Performance Optimization

  1. What is data serialization in PySpark?
    Converting data into a byte stream for transmission or storage.

  2. How do you optimize joins in PySpark?

    • Use broadcast joins for smaller datasets.
    • Ensure proper partitioning.
  3. What is the role of caching in PySpark?
    Caching stores data in memory for reuse in subsequent actions.

  4. What is the Tungsten project in Spark?
    An initiative to improve Spark’s performance using off-heap memory and optimized code generation.

  5. How do you handle skewed data in PySpark?

    • Use salting techniques.
    • Increase parallelism with repartition().

PySpark Advanced Concepts

  1. What is a broadcast variable in PySpark?
    A read-only variable distributed to all nodes.

  2. What is an accumulator in PySpark?
    A variable used for aggregating information across tasks.

  3. What is a shared variable in PySpark?
    Variables like broadcast and accumulators used for sharing data between tasks.

  4. What is the difference between repartition() and coalesce()?

    • repartition(): Increases or decreases partitions.
    • coalesce(): Decreases partitions without shuffling.
  5. What are PySpark’s common file formats?
    CSV, JSON, Parquet, ORC, Avro.

Scenario-Based Questions

  1. How do you debug PySpark applications?
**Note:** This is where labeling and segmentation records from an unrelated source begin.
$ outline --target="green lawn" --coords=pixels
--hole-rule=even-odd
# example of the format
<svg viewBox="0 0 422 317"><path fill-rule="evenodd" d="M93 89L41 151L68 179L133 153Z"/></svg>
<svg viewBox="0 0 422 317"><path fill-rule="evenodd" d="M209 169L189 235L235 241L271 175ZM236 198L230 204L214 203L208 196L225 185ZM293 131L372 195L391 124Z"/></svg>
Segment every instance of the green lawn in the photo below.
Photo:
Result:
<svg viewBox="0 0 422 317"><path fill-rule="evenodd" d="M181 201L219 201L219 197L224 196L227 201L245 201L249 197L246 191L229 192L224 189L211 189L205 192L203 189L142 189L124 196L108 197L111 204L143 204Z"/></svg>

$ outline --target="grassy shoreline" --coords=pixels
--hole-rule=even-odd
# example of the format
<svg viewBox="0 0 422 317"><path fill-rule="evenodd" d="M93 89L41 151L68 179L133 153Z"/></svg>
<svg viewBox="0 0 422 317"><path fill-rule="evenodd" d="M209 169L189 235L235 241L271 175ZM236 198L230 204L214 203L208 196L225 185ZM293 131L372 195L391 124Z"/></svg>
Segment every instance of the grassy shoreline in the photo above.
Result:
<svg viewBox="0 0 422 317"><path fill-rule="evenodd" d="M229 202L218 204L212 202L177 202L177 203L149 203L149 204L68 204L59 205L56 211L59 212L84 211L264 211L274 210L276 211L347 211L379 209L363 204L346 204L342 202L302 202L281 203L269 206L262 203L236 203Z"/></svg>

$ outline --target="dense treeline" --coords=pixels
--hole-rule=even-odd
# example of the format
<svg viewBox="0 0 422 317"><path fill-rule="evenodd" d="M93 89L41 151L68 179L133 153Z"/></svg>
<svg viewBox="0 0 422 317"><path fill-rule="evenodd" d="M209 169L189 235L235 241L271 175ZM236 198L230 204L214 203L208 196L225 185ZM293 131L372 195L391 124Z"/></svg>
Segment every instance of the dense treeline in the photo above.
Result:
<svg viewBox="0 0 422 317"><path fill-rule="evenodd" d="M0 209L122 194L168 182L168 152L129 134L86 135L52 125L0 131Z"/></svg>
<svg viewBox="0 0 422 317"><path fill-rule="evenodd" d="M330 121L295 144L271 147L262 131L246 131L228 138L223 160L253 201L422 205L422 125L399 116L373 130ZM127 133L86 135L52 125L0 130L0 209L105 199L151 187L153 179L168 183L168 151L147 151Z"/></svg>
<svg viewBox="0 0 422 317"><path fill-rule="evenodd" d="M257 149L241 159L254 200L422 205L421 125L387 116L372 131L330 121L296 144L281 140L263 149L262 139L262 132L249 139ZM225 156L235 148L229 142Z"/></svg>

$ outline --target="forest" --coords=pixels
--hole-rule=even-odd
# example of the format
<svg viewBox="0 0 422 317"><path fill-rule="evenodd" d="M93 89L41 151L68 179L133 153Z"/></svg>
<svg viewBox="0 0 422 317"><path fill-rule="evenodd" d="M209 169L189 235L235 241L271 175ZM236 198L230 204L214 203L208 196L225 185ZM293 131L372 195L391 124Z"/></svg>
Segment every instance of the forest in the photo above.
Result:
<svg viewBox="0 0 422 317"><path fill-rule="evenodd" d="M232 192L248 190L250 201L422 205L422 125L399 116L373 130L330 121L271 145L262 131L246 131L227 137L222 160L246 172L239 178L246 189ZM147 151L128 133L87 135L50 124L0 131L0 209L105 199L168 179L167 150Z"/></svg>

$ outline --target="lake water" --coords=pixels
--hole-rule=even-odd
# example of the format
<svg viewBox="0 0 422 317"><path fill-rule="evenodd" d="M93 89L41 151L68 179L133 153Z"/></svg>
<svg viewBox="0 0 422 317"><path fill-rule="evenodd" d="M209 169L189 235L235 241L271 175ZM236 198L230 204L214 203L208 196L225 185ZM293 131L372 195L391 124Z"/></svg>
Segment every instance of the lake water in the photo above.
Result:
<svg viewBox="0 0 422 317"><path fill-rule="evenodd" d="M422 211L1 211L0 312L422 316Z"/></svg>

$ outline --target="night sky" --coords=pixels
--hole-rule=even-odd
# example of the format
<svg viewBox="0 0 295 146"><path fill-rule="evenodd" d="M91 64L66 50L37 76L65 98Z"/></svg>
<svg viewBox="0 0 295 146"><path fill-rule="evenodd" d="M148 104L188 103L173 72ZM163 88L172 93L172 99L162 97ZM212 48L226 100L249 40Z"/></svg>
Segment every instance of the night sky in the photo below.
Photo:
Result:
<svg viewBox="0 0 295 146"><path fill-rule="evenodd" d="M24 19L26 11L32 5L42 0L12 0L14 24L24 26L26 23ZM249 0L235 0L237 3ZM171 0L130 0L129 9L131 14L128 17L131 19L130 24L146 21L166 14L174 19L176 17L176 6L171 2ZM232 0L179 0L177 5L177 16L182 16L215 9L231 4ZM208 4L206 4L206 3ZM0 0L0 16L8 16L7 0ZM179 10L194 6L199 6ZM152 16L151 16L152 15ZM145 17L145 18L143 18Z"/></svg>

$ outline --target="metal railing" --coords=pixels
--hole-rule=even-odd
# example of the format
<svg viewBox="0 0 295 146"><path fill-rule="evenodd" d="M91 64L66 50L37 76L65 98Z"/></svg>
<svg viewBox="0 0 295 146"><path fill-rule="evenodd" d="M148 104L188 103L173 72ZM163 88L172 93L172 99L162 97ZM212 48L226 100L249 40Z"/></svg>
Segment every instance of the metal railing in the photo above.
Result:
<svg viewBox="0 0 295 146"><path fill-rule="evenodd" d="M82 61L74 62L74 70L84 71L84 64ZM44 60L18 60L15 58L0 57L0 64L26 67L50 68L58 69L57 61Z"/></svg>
    • Use logs and Spark UI.
    • Run in local mode for debugging.
  2. How do you integrate PySpark with Kafka?
    Use structured-streaming-kafka for consuming Kafka streams.

  3. How do you process large datasets in PySpark?

    • Optimize partitions.
    • Use caching and serialization techniques.
  4. What happens if an executor fails in PySpark?
    Spark re-executes the tasks on other executors using RDD lineage.

  5. How do you deploy PySpark applications?
    Package the application and submit it using spark-submit.